In ice crystals, their hydrogen bonds link them together like acrobats, stacked one on top of the other, with their arms and legs outstretched. This provides more space between the molecules in the crystal structure of ice than the molecules of liquid water. As a result, ice is less dense than the liquid form. Water is the only known non-metallic substance that expands when it freezes; its density decreases and it expands approximately 9% by volume.

Ice floats— that’s why the ocean has polar ice and icebergs, and why the ice in your drink floats. If you think about it, it might seem a bit strange because ice is a solid and intuitively, it should be heavier than a liquid and sink. Though this is true for most substances, water is an exception. Its hydrogen bonds and its solid state actually make it lighter than it is as a liquid.

Water is an amazing substance that basically fuels life on earth— every living organism needs it. It also has some interesting properties that enable life to be the way that it is. One of the most important properties is that water is the densest at 4 °C (40°F). Hot water and ice are both less dense than cool water. Less dense substances float on top of more dense substances. For example, when you make salad dressing oil floats on top of vinegar because it is less dense. The same is true for everything. If you have a blow-up beach ball in a pool, it floats, if you have a rock, it sinks.
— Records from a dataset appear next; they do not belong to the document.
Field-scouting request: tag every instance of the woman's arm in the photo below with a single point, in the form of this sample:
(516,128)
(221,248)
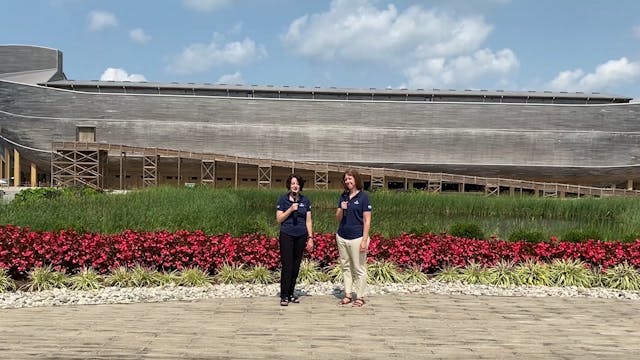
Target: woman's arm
(309,232)
(366,216)
(283,215)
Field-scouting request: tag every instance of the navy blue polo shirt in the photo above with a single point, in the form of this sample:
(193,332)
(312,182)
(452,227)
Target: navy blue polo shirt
(352,224)
(296,223)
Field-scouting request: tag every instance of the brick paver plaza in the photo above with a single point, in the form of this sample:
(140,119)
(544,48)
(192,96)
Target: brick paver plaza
(389,327)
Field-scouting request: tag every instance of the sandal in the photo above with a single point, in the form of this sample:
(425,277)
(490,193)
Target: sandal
(345,300)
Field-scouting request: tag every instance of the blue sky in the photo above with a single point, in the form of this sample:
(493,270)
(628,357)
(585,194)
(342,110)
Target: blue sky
(581,45)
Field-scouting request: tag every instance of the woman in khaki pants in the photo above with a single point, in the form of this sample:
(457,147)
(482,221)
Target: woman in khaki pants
(354,215)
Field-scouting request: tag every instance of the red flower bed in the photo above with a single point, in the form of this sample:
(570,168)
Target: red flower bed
(22,249)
Although it seems heavy, an iceberg is less dense than water. Image credits: NOAA’s National Ocean Service.

The reason why ice is less dense than water has to do with hydrogen bonds. As you know, water is made up of one oxygen and two hydrogen atoms. They are attached by covalent bonds that are very strong. However, another type of bond also forms between different water molecules called a hydrogen bond, which is weaker. These bonds form because the positively-charged hydrogen atoms are attracted the negatively-charged oxygen atoms of nearby water molecules. When water is warm, the molecules are very active, move around a lot, and form and break bonds with other water molecules quickly. They have the energy to push closer to each other and move quickly.
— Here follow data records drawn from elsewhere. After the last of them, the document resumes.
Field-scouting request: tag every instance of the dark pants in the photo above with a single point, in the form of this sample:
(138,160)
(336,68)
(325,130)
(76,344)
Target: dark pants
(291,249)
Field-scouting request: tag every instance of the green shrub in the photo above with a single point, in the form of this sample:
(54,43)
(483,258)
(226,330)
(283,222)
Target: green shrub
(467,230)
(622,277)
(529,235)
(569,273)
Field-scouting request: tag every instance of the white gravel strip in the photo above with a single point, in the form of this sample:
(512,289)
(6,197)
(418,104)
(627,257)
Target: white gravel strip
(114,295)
As water gets below 4 °C, the kinetic energy decreases so the molecules don’t move around so much anymore. They don’t have the energy to move and break and form bonds so easily. Instead, they form more hydrogen bonds with other water molecules to form hexagonal lattice structures. They form these structures to keep the negatively charged oxygen molecules apart. In the middle of the hexagons, there is a lot of empty space.

The structure of water molecules as they form ice, notice all the empty space. Image credits: NIMSoffice.
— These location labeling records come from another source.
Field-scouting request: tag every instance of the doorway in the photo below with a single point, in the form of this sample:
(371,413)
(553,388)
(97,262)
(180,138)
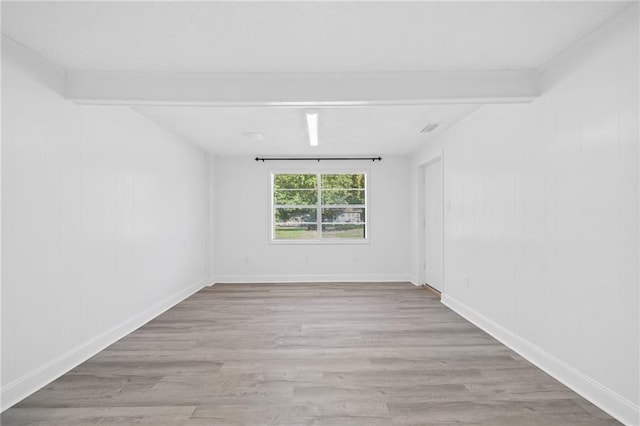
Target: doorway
(433,224)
Ice is actually about 9% less dense than liquid water. Therefore, ice takes up more space than water. Practically, this makes sense, because ice expands. It’s why you shouldn’t freeze a glass bottle of water and why frozen water can create bigger cracks in concrete. If you have a liter bottle of ice and a liter bottle of water, then the ice water bottle would be lighter. The molecules are further away from each other at this point than when the water is warmer. Therefore, ice is less dense that water and floats.

When ice melts, the stable crystal structure collapses and is suddenly denser. As water warms past 4 °C, it gains energy and the molecules move faster and further apart. So hot water also takes up more space than colder water and it floats on top of the cooler water because it is less dense. It’s like when you go to a lake to go swimming and the top layer is nice and warm but when you stick your legs below it is suddenly much colder.

So why does this even matter? Ice’s buoyancy has important consequences for life on earth. Lakes freeze over on the top in the winter in cold places, which allows fish and other animals to survive below. If the bottom froze, the whole lake could be frozen and almost nothing could survive the winter in the lake. In the northern or southern oceans, if ice sank, the ice caps would all be at the bottom of the ocean, preventing anything from living there. The ocean floor would be full of ice. Additionally, polar ice is important because it reflects light and keeps our planet from getting too warm.

Solid water is less dense than liquid water, which is why ice floats rather than sinks. This unusual property is due to hydrogen bonding between the molecules.